Break up the planting area’s soils deeply below the bulb planting depth and amend it using well-aged compost, peat or Maryland products like Leafgro. You can add grit to help drainage if necessary. In the past, I would buy bone meal at planting time, but being surrounded by woodlands and pastures, bone meal attracts critters to the planting area. Instead, my preference is for something like Espoma Bulb Tone which comes in 4 or 20lb bags. A 4 pound bag can get mixed into 60 square feet of planting bed soil or you can broadcast it on top. The literature recommends fertilizing again when the bulb foliage is 6 inches high and bulb companies also say to fertilize after flowering to “grow the bulbs/offsets”.

Generally bulbs go in the ground when the soil temps have dropped to at least 55 degrees but before the ground freezes. They do better with up to 4 inches of topsoil above them, to protect from frost heaving as soil thaws and refreezes over and over in the winter season. Too little soil on top means roots won’t develop properly. Plus, covering with about 2 inches of loose leafy mulch with help over the winter.

Most bulbs will have a pointy side and root remnants so you can tell stem from root end. A few of the very small bulbs are hard to determine which end is up, but can right themselves after planting, like Anemones and Corydalis. Bulbs which are planted most deeply will be heavy and large sized: those tall Alliums like Globemaster and Crown Imperial Frittilaria go 7-8 inches deep! Asiatic lilies, taller growing Narcissus and all but the species Tulips go somewhere between 6-8 inches deep. The smallest bulbs go 4 inches deep and the rest, no more than 5-6 inches below ground level. My favorite all around tool to use for this is my soil knife from A.M. Leonard which digs, cuts through fibrous root mats, loosens soil and gravel and has depth markings on it. I use it almost every time I’m in the garden and it has a belt holster.

I like to naturalize bulbs in some area–choose hardy types for zone 6 or lower that aren’t fussy and will multiply by bulblets or seed. If you are plagued by rodent pests, you’ll probably want to choose species that aren’t high on the squirrel or vole menu. Just a few naturlizer examples are Narcissus, Crocus, Alliums, Chionodoxa, Galathus and Hyacinthoides. You can use a scatter effect with tossing the bulbs on the ground randomly or plant in larger or smaller drifts by color or type. White Flower Farm says” plant in ovals, wider in the center, tapering at the ends. If planting in grassy areas, make certain you can tolerate not mowing until the foliage dies down…

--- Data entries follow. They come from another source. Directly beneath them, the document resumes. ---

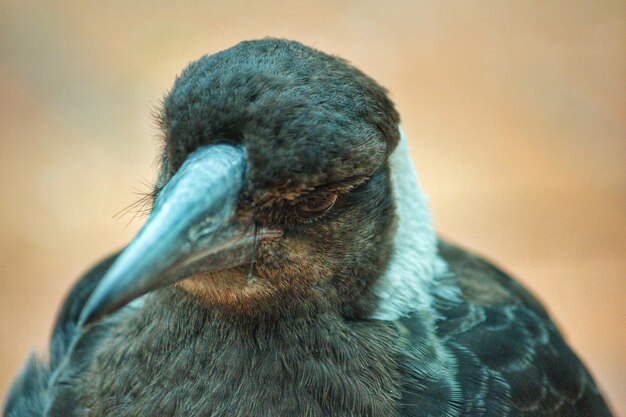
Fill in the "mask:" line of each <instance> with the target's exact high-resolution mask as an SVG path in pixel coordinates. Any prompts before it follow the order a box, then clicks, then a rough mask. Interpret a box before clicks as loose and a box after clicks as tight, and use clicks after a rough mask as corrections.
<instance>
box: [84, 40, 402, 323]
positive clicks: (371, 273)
mask: <svg viewBox="0 0 626 417" xmlns="http://www.w3.org/2000/svg"><path fill="white" fill-rule="evenodd" d="M159 119H160V127H161V129H162V131H163V136H164V138H165V146H164V152H163V155H162V158H161V161H162V165H161V169H160V174H159V180H158V182H157V184H156V188H155V190H154V193H153V194H154V196H155V198H154V204H153V207H152V210H151V214H150V215H149V217H148V219H147V221H146V223H145V225H144V226H143V228H142V229H141V230H140V232H139V233H138V235H137V236H136V237H135V238H134V239H133V241H132V242H131V243H130V244H129V245H128V246H127V247H126V248H125V249H124V250H123V251H122V252H121V254H120V255H119V257H118V258H117V259H116V261H115V262H114V264H113V265H112V266H111V268H110V269H109V270H108V272H107V273H106V274H105V276H104V277H103V279H102V280H101V282H100V283H99V285H98V286H97V288H96V289H95V291H94V292H93V294H92V295H91V297H90V299H89V300H88V302H87V304H86V305H85V307H84V309H83V312H82V314H81V322H82V323H83V324H85V323H89V322H91V321H94V320H96V319H98V318H99V317H102V316H103V315H105V314H108V313H111V312H113V311H115V310H117V309H119V308H120V307H122V306H123V305H125V304H127V303H128V302H130V301H132V300H134V299H136V298H138V297H140V296H142V295H144V294H146V293H148V292H150V291H153V290H155V289H158V288H161V287H165V286H170V285H175V286H177V287H178V288H179V289H181V290H183V291H186V292H188V293H189V294H190V295H191V296H193V297H196V298H198V299H199V300H201V301H202V302H204V303H206V304H207V305H209V306H214V307H216V308H222V309H226V310H228V311H231V312H232V313H234V314H248V315H254V314H263V313H268V314H269V313H272V312H279V311H286V310H289V309H292V308H302V307H303V306H309V307H311V308H315V306H320V305H327V306H334V308H337V309H339V310H341V311H342V312H343V313H344V314H346V315H362V314H367V310H368V309H370V307H368V306H371V305H372V302H371V301H372V297H374V295H373V294H374V292H373V291H372V290H371V289H372V288H373V286H375V285H376V284H377V281H378V280H380V277H381V276H383V275H384V273H385V271H386V270H387V269H388V263H389V261H390V259H391V258H392V251H393V246H394V239H393V236H394V230H395V228H394V225H395V224H396V219H397V213H396V205H395V204H394V199H393V198H392V195H393V191H392V178H391V177H392V174H391V171H390V165H389V159H390V155H391V153H392V152H393V151H394V149H395V148H396V147H397V145H398V142H399V140H400V133H399V130H398V122H399V117H398V114H397V112H396V110H395V109H394V106H393V103H392V102H391V101H390V100H389V98H388V97H387V95H386V92H385V90H384V89H383V88H382V87H381V86H379V85H378V84H377V83H376V82H375V81H374V80H372V79H371V78H369V77H368V76H366V75H365V74H363V73H362V72H360V71H359V70H358V69H356V68H355V67H353V66H351V65H350V64H348V63H347V62H346V61H344V60H342V59H340V58H337V57H334V56H330V55H327V54H324V53H322V52H319V51H317V50H314V49H312V48H309V47H306V46H303V45H301V44H299V43H297V42H293V41H287V40H277V39H265V40H259V41H249V42H242V43H240V44H238V45H236V46H234V47H232V48H230V49H227V50H224V51H222V52H219V53H216V54H214V55H210V56H204V57H202V58H200V59H199V60H197V61H195V62H193V63H191V64H190V65H189V66H188V67H187V68H186V69H185V70H184V71H183V72H182V73H181V75H180V76H179V77H178V78H177V79H176V81H175V83H174V86H173V87H172V89H171V91H170V92H169V93H168V94H167V95H166V97H165V99H164V101H163V108H162V111H161V113H160V118H159Z"/></svg>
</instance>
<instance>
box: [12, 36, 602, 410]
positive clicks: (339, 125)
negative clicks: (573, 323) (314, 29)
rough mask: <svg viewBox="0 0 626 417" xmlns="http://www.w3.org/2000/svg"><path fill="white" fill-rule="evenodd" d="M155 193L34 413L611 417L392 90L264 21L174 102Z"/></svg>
mask: <svg viewBox="0 0 626 417" xmlns="http://www.w3.org/2000/svg"><path fill="white" fill-rule="evenodd" d="M158 113H159V115H158V124H159V127H160V130H161V132H162V136H163V148H162V153H161V155H160V159H159V161H160V168H159V172H158V178H157V179H156V181H155V185H154V187H153V190H151V192H150V195H149V198H150V204H151V209H150V213H149V214H148V216H147V219H146V221H145V223H144V225H143V226H142V228H141V230H140V231H139V232H138V234H137V235H136V236H135V237H134V238H133V239H132V240H131V242H130V243H129V244H128V245H127V246H126V247H124V248H123V249H122V250H121V251H119V252H117V253H114V254H113V255H111V256H109V257H108V258H106V259H104V260H103V261H101V262H100V263H98V264H97V265H96V266H95V267H94V268H93V269H92V270H90V271H89V272H88V273H86V274H85V275H84V276H83V277H82V278H80V279H79V280H78V281H77V283H76V284H75V286H74V287H73V288H72V289H71V291H70V292H69V295H68V296H67V298H66V300H65V301H64V303H63V304H62V306H61V309H60V312H59V313H58V316H57V318H56V324H55V325H54V327H53V330H52V336H51V340H50V347H49V351H48V354H47V356H46V357H45V358H43V357H39V356H37V355H35V356H32V357H30V358H29V359H28V360H27V362H26V364H25V366H24V368H23V369H22V371H21V373H20V374H19V375H18V376H17V377H16V379H15V380H14V382H13V385H12V388H11V389H10V391H9V393H8V397H7V399H6V401H5V405H4V407H5V408H4V414H5V416H7V417H17V416H77V417H78V416H117V417H119V416H189V417H193V416H234V417H244V416H245V417H250V416H255V417H264V416H272V417H277V416H294V417H295V416H298V417H304V416H315V417H322V416H355V417H356V416H381V417H391V416H403V417H417V416H437V417H441V416H443V417H452V416H494V417H506V416H515V417H522V416H551V417H555V416H587V417H589V416H595V417H602V416H610V415H611V411H610V410H609V408H608V406H607V405H606V403H605V401H604V400H603V398H602V395H601V392H600V391H599V389H598V387H597V385H596V384H595V382H594V380H593V378H592V376H591V375H590V373H589V372H588V371H587V370H586V368H585V366H584V365H583V364H582V363H581V361H580V360H579V359H578V358H577V356H576V355H575V354H574V353H573V351H572V350H571V349H570V347H569V346H568V345H567V344H566V342H565V341H564V339H563V337H562V336H561V335H560V333H559V330H558V329H557V328H556V326H555V325H554V323H553V322H552V320H551V318H550V316H549V315H548V313H547V312H546V310H545V309H544V307H543V306H542V305H541V303H540V302H539V301H538V300H537V299H536V298H535V297H534V296H533V295H532V294H531V293H530V292H528V291H527V290H526V289H524V288H523V287H522V286H521V285H520V284H518V283H517V282H516V281H515V280H514V279H512V278H510V277H509V276H508V275H507V274H506V273H504V272H503V271H502V270H500V269H499V268H498V267H496V266H494V265H492V264H491V263H490V262H488V261H486V260H484V259H483V258H481V257H479V256H477V255H474V254H473V253H472V252H469V251H467V250H464V249H462V248H460V247H458V246H456V245H455V244H453V243H450V242H448V241H444V240H442V239H440V238H439V237H438V236H437V234H436V232H435V229H434V226H433V222H432V219H431V215H430V212H429V208H428V203H427V200H426V197H425V196H424V193H423V191H422V190H421V188H420V185H419V183H418V180H417V176H416V174H415V171H414V168H413V164H412V162H411V160H410V158H409V153H408V140H407V138H406V137H405V134H404V132H403V130H402V128H401V123H400V117H399V114H398V112H397V110H396V109H395V105H394V103H393V102H392V101H391V99H390V98H389V95H388V92H387V90H386V89H384V88H383V87H382V86H381V85H379V84H378V83H377V82H376V81H375V80H374V79H372V78H370V77H369V76H367V75H365V74H364V73H363V72H361V71H360V70H359V69H357V68H356V67H355V66H353V65H352V64H350V63H349V62H348V61H346V60H344V59H342V58H339V57H337V56H333V55H329V54H326V53H324V52H321V51H319V50H317V49H314V48H311V47H308V46H305V45H303V44H301V43H299V42H296V41H291V40H286V39H276V38H265V39H259V40H252V41H244V42H241V43H238V44H236V45H235V46H232V47H230V48H228V49H225V50H222V51H220V52H217V53H214V54H212V55H205V56H203V57H201V58H200V59H198V60H196V61H194V62H192V63H191V64H189V66H188V67H187V68H186V69H184V70H183V71H182V73H181V74H180V75H178V76H177V78H176V80H175V82H174V84H173V87H172V88H171V90H170V91H169V92H168V93H167V94H166V95H165V97H164V99H163V102H162V106H161V109H160V110H159V112H158Z"/></svg>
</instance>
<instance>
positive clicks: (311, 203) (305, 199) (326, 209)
mask: <svg viewBox="0 0 626 417" xmlns="http://www.w3.org/2000/svg"><path fill="white" fill-rule="evenodd" d="M335 201H337V194H324V195H320V196H316V197H311V198H307V199H305V200H303V201H301V202H300V203H298V206H297V207H298V210H299V211H300V213H302V214H303V215H305V216H317V215H320V214H323V213H325V212H327V211H328V210H330V208H331V207H332V206H333V205H334V204H335Z"/></svg>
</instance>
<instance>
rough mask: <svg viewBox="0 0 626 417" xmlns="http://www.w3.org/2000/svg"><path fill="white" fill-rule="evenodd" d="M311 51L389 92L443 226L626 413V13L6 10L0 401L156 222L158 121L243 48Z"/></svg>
mask: <svg viewBox="0 0 626 417" xmlns="http://www.w3.org/2000/svg"><path fill="white" fill-rule="evenodd" d="M265 36H277V37H286V38H292V39H296V40H300V41H302V42H304V43H306V44H308V45H311V46H314V47H317V48H319V49H322V50H324V51H326V52H330V53H333V54H338V55H341V56H343V57H345V58H347V59H349V60H350V61H351V62H353V63H354V64H355V65H357V66H358V67H360V68H361V69H362V70H364V71H365V72H366V73H368V74H370V75H371V76H373V77H374V78H375V79H377V80H378V81H379V82H380V83H382V84H383V85H385V86H386V87H387V88H388V89H389V90H390V94H391V97H392V98H393V100H394V101H395V102H396V103H397V106H398V108H399V110H400V112H401V114H402V117H403V124H404V128H405V131H406V132H407V135H408V136H409V138H410V140H411V148H412V156H413V159H414V161H415V163H416V166H417V168H418V172H419V174H420V177H421V181H422V183H423V186H424V188H425V189H426V190H427V192H428V194H429V196H430V198H431V205H432V210H433V212H434V218H435V221H436V225H437V228H438V230H439V231H440V233H441V234H442V235H443V236H446V237H448V238H450V239H452V240H454V241H456V242H458V243H460V244H462V245H465V246H466V247H468V248H471V249H473V250H475V251H477V252H479V253H481V254H484V255H487V256H488V257H489V258H490V259H492V260H494V261H495V262H496V263H497V264H499V265H501V266H502V267H504V268H505V269H506V270H508V271H510V272H512V273H513V274H514V275H515V276H517V277H518V278H519V279H520V280H521V281H522V282H523V283H524V284H526V285H527V286H528V287H530V288H531V289H532V291H533V292H534V293H535V294H537V295H538V296H539V297H540V298H541V299H542V300H543V301H544V302H545V303H546V304H547V306H548V308H549V310H550V311H551V313H552V314H553V316H554V318H555V320H556V322H557V323H558V324H559V325H560V327H561V329H562V330H563V332H564V333H565V335H566V337H567V339H568V340H569V342H570V343H571V345H572V346H573V347H574V349H575V350H576V351H577V352H578V353H579V355H580V356H581V357H582V358H583V359H584V361H585V362H586V363H587V364H588V365H589V367H590V368H591V369H592V372H593V373H594V374H595V376H596V378H597V380H598V382H599V384H600V385H601V386H602V388H603V390H604V391H605V393H606V394H607V396H608V398H609V400H610V401H611V403H612V404H613V407H614V408H615V410H617V412H618V414H619V413H620V412H621V413H622V415H624V414H623V413H624V410H626V394H625V393H626V330H625V329H626V325H625V321H626V304H625V303H624V296H625V295H626V294H625V293H626V260H625V257H626V2H624V1H623V0H615V1H611V0H602V1H599V0H594V1H591V0H589V1H579V0H562V1H550V2H545V1H539V0H538V1H529V0H525V1H498V0H494V1H487V0H485V1H464V0H460V1H447V0H389V1H364V0H359V1H356V0H354V1H347V0H346V1H292V2H281V1H241V0H230V1H215V0H214V1H192V2H171V1H154V0H150V1H147V0H144V1H132V2H127V1H119V0H117V1H103V2H76V1H48V2H40V1H29V0H20V1H13V0H1V1H0V140H1V142H0V144H1V148H0V189H1V190H2V203H1V204H0V396H1V397H4V395H5V392H6V390H7V388H8V384H9V381H10V378H11V376H12V375H14V373H15V372H16V371H17V370H18V369H19V367H20V365H21V363H22V362H23V361H24V359H25V358H26V356H27V354H28V353H29V352H30V351H31V350H32V349H33V348H36V349H38V350H40V351H43V350H44V349H45V346H46V343H47V337H48V334H49V331H50V328H51V324H52V320H53V317H54V314H55V312H56V310H57V308H58V306H59V303H60V301H61V299H62V297H63V296H64V294H65V293H66V291H67V290H68V288H69V286H70V285H71V284H72V282H73V281H74V280H75V278H76V277H77V276H78V275H79V274H81V273H82V272H83V271H85V270H86V269H87V268H89V266H90V265H91V264H93V262H95V261H96V260H97V259H99V258H101V257H103V256H104V255H105V254H107V253H109V252H111V251H112V250H114V249H116V248H119V247H121V246H122V245H124V243H125V242H127V241H128V240H129V239H130V238H131V236H132V235H133V234H134V233H135V232H136V231H137V229H138V227H139V226H140V225H141V223H142V221H143V220H142V218H135V219H133V215H132V213H131V214H126V215H122V216H121V217H115V216H114V215H115V214H116V213H118V212H120V211H121V210H123V209H124V208H125V207H127V206H129V205H130V204H132V203H133V202H134V201H135V200H136V199H137V198H138V195H137V194H138V193H139V194H140V193H141V192H145V191H147V190H148V189H149V184H150V183H151V182H152V181H153V179H154V176H155V172H156V170H155V164H154V161H155V156H156V153H157V151H158V149H159V137H158V132H157V130H156V127H155V126H154V124H153V121H152V119H151V117H150V113H151V111H152V109H153V108H154V106H156V105H157V104H158V103H159V100H160V98H161V97H162V95H163V94H164V92H165V91H167V89H168V88H169V86H170V85H171V83H172V81H173V80H174V77H175V75H176V74H177V73H179V72H180V71H181V69H182V68H183V67H184V66H185V65H186V64H187V63H188V62H189V61H190V60H193V59H195V58H198V57H199V56H201V55H202V54H205V53H212V52H215V51H218V50H221V49H224V48H227V47H229V46H231V45H233V44H235V43H236V42H238V41H240V40H243V39H252V38H259V37H265Z"/></svg>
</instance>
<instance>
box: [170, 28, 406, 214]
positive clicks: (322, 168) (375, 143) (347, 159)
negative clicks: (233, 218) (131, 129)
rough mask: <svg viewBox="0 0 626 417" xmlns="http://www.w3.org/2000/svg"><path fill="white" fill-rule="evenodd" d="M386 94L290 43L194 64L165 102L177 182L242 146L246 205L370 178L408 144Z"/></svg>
mask: <svg viewBox="0 0 626 417" xmlns="http://www.w3.org/2000/svg"><path fill="white" fill-rule="evenodd" d="M398 122H399V116H398V113H397V112H396V110H395V109H394V106H393V103H392V102H391V101H390V100H389V98H388V97H387V95H386V91H385V90H384V88H382V87H381V86H380V85H378V84H377V83H376V82H375V81H374V80H373V79H371V78H370V77H368V76H367V75H365V74H363V73H362V72H361V71H359V70H358V69H356V68H355V67H353V66H351V65H350V64H348V63H347V62H346V61H344V60H343V59H341V58H337V57H334V56H331V55H327V54H325V53H322V52H320V51H317V50H315V49H312V48H309V47H306V46H304V45H302V44H300V43H298V42H294V41H288V40H282V39H263V40H257V41H246V42H241V43H239V44H237V45H235V46H234V47H232V48H229V49H226V50H224V51H221V52H218V53H216V54H214V55H210V56H204V57H202V58H200V59H199V60H197V61H195V62H193V63H191V64H190V65H189V66H188V67H187V68H186V69H185V70H184V71H183V72H182V74H181V75H180V76H179V77H178V78H177V79H176V82H175V83H174V86H173V88H172V90H171V91H170V93H169V94H168V95H167V96H166V98H165V100H164V107H163V112H162V127H163V130H164V133H165V136H166V151H167V160H168V162H169V167H167V171H168V174H169V175H171V174H173V173H174V172H175V171H176V170H177V169H178V168H179V167H180V165H181V164H182V163H183V161H184V160H185V158H186V156H187V155H188V154H189V153H191V152H192V151H193V150H195V149H197V148H198V147H199V146H201V145H204V144H210V143H229V144H242V145H244V146H245V147H246V149H248V155H249V158H250V166H249V170H250V172H249V180H250V182H249V184H248V187H247V189H246V190H244V193H243V195H242V197H244V198H243V200H248V201H250V202H254V203H258V202H262V201H263V200H267V199H268V198H269V197H272V196H276V195H281V194H282V195H286V196H290V195H294V196H297V195H299V194H302V193H306V192H308V191H309V190H311V189H314V188H315V187H317V186H318V185H320V184H336V185H337V186H338V187H340V186H341V185H343V184H350V183H353V182H358V181H359V178H360V177H363V178H365V177H368V176H370V175H371V174H372V173H373V172H374V171H375V170H376V169H377V167H379V166H380V165H381V164H382V163H383V162H384V161H385V160H386V157H387V156H388V155H389V153H390V151H391V150H392V149H393V148H394V147H395V145H396V144H397V142H398V141H399V135H398Z"/></svg>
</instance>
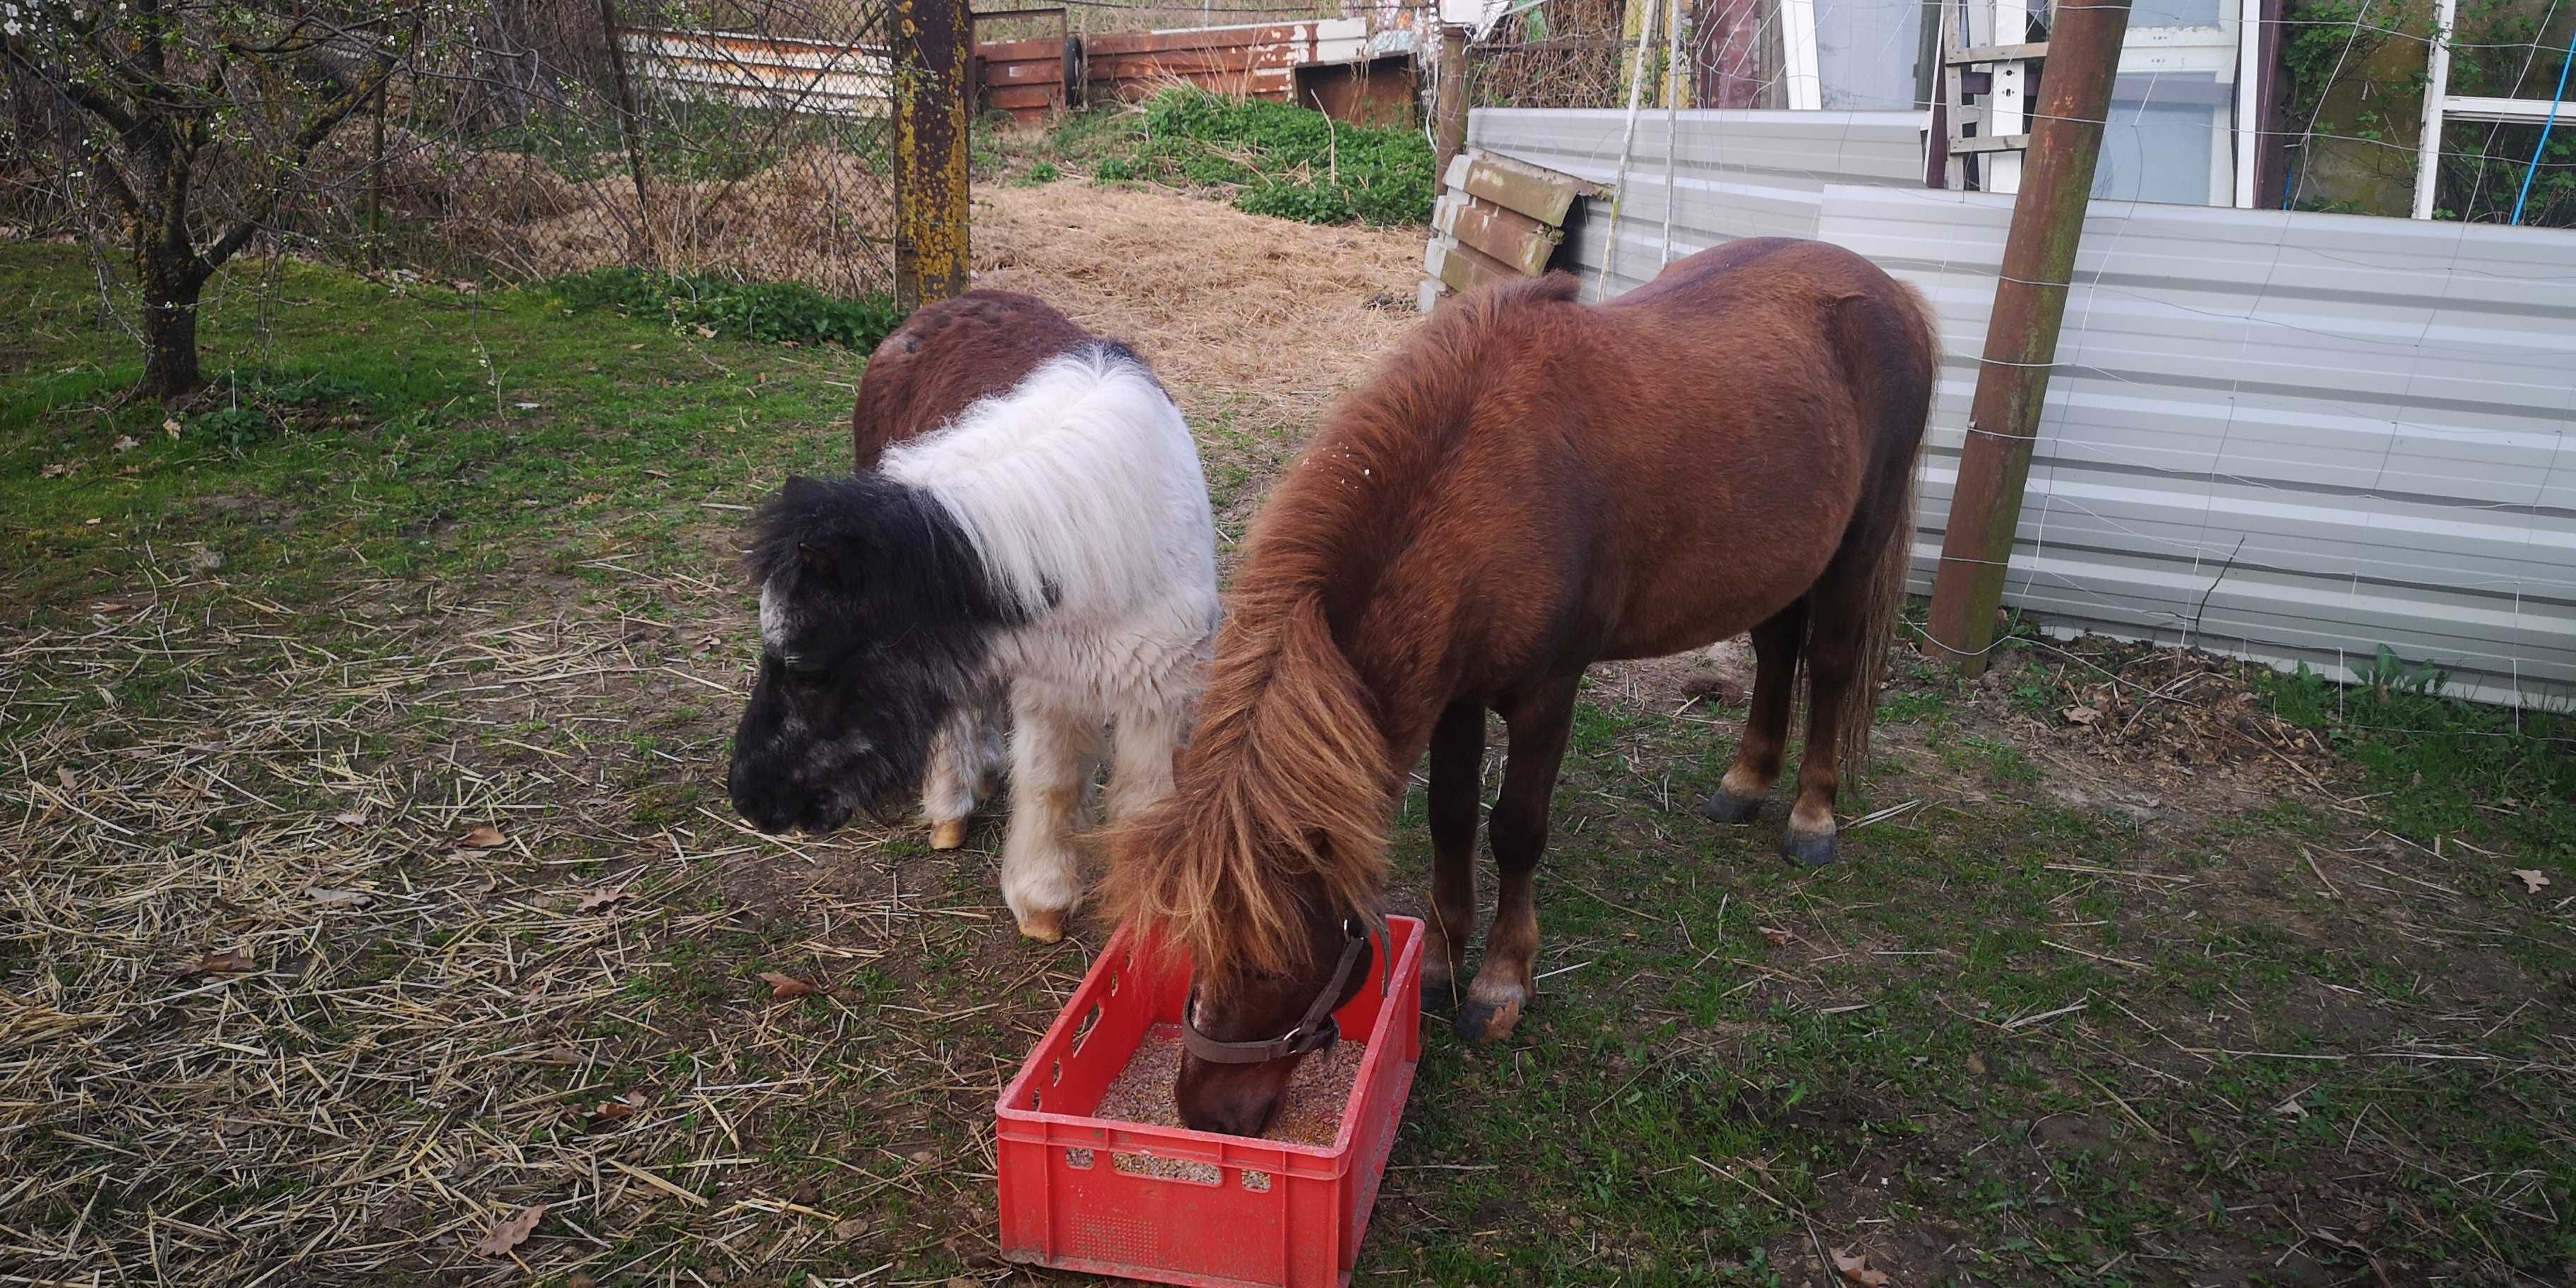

My planting will start against a protected stone wall, since a number of my species Narcissus are relatively rare and I’m starting with fewer per package. I also want to group all my Narcissus miniatures together in case I want to identify them for a flower show in the future. This area was dug over once and planted with a mix of seeds called “Grandma’s Garden” about 7 years ago. Since then, the most vigorous plant, Tickseed, has out-competed almost everything else. I have to weed out lots of vines, roots and unwanted weeds before I can expand and plant this entire bed. I’ve got some smaller viburnum shrubs planted near this wall and the bulbs will grow around those too. It’s an area I am finally revitalizing. I’m down to just the Narcissus triandrus cultivars to plant, but have discovered that the neighbor’s guinea hens think my loosened soil there is great for making dust bath pits. Now I have to think of a barrier to lay over the top of my planted areas!

At the end of October, Carroll Garden Club will once again be planting large naturalizing Narcissus along our roadways. Look for the newest planting area off Rt. 140 near Baughers!